ALWAYS do what you are afraid to do
Hobie Call :-)
However, I didn't just get hurt, I completed the race with a sprained ankle, injured at the fire jump and again when I attempted to jump over a trough. In my mind, getting hurt means that life stops because I never learned how to deal with it. I've been working with a personal trainer for three months and for the first two I hated feeling "the burn" and would retreat into my mind amid mental screams of "I can't do this!" and fight my exercises every step of the way. I finally decided that I needed to accept how my body felt because, well let's face it, it's always going to be this way. I learned to keep my eyes open and my mind clear and discovered that, when an exercise becomes difficult, I'll focus on a spot on the wall or ceiling, concentrate on breathing steadily, and move fluidly through the exercise. Having done this for a few weeks I've successfully conditioned my mind to take over when my body wants to crumble. I brought this into the race and made the most use of it the second time I hurt my ankle. I gave my body a rest by sitting on the ground for a few minutes and flexed that mental muscle, willing it to take over where my body had left off. It worked and I achieved my goal of crossing the finish line.

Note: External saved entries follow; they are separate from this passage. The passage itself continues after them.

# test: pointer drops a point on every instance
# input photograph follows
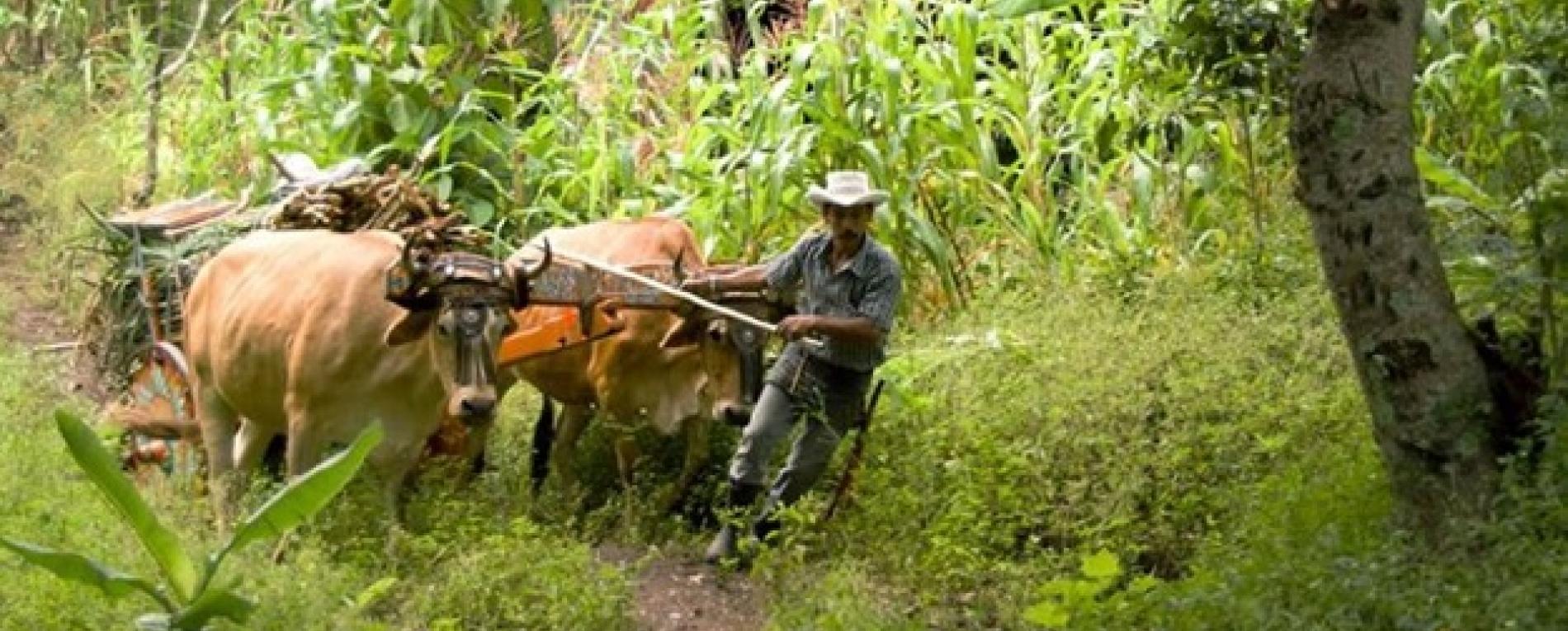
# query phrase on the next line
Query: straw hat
(846, 188)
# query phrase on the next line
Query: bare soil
(678, 592)
(674, 589)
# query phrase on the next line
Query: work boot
(740, 498)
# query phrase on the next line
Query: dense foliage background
(1118, 393)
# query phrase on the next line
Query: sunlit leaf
(102, 469)
(80, 569)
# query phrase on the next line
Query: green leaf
(1050, 615)
(80, 569)
(306, 495)
(214, 603)
(1101, 564)
(104, 472)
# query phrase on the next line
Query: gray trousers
(772, 420)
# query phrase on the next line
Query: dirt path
(674, 589)
(33, 323)
(678, 592)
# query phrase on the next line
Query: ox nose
(477, 409)
(737, 415)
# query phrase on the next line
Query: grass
(1128, 353)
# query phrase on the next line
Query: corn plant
(187, 596)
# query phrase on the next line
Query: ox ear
(411, 326)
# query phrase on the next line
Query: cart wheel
(162, 390)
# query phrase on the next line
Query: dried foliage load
(390, 200)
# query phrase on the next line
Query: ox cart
(156, 412)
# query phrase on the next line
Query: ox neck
(841, 252)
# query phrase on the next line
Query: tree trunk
(1424, 383)
(149, 179)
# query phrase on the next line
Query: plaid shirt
(867, 287)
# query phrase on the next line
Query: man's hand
(797, 326)
(706, 287)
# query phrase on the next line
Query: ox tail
(543, 439)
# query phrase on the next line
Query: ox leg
(305, 445)
(697, 453)
(626, 456)
(394, 465)
(219, 426)
(574, 418)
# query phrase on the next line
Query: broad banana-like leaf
(214, 603)
(80, 569)
(104, 472)
(1019, 8)
(305, 495)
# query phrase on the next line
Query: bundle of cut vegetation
(376, 202)
(146, 275)
(121, 322)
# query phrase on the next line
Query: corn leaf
(214, 603)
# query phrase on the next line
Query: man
(847, 290)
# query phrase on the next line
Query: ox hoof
(723, 545)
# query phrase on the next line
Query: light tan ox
(295, 332)
(664, 371)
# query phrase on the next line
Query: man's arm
(853, 329)
(745, 279)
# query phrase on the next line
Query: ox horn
(538, 268)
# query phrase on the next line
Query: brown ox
(297, 334)
(664, 370)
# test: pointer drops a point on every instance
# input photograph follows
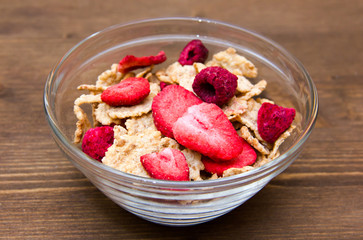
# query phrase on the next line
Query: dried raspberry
(193, 52)
(273, 120)
(215, 85)
(131, 62)
(96, 141)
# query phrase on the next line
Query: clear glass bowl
(169, 202)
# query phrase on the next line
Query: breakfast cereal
(137, 134)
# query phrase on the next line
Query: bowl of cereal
(179, 120)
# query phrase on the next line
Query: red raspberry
(215, 85)
(128, 92)
(131, 62)
(273, 120)
(193, 52)
(96, 141)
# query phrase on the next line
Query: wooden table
(43, 196)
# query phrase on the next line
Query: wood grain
(42, 196)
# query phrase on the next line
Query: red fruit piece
(273, 120)
(169, 164)
(170, 104)
(96, 141)
(128, 92)
(193, 52)
(131, 62)
(206, 129)
(246, 157)
(215, 85)
(163, 85)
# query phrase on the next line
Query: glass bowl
(172, 202)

I knew going into this that I wasn't the strongest, but I pushed anyway. I knew that I wasn't the fastest, but I didn't have to be. I knew that the biggest battle wasn't the barely-above-freezing temperatures, the mud or the military-inspired obstacles. The biggest battle was accepting myself, my abilities and focusing on my strengths instead of my weaknesses. Right now I'm actually more excited about overcoming these personal obstacles than I am about earning the medal. For me, for this race, this awesome medal represents the achievement of finally truly believing in myself.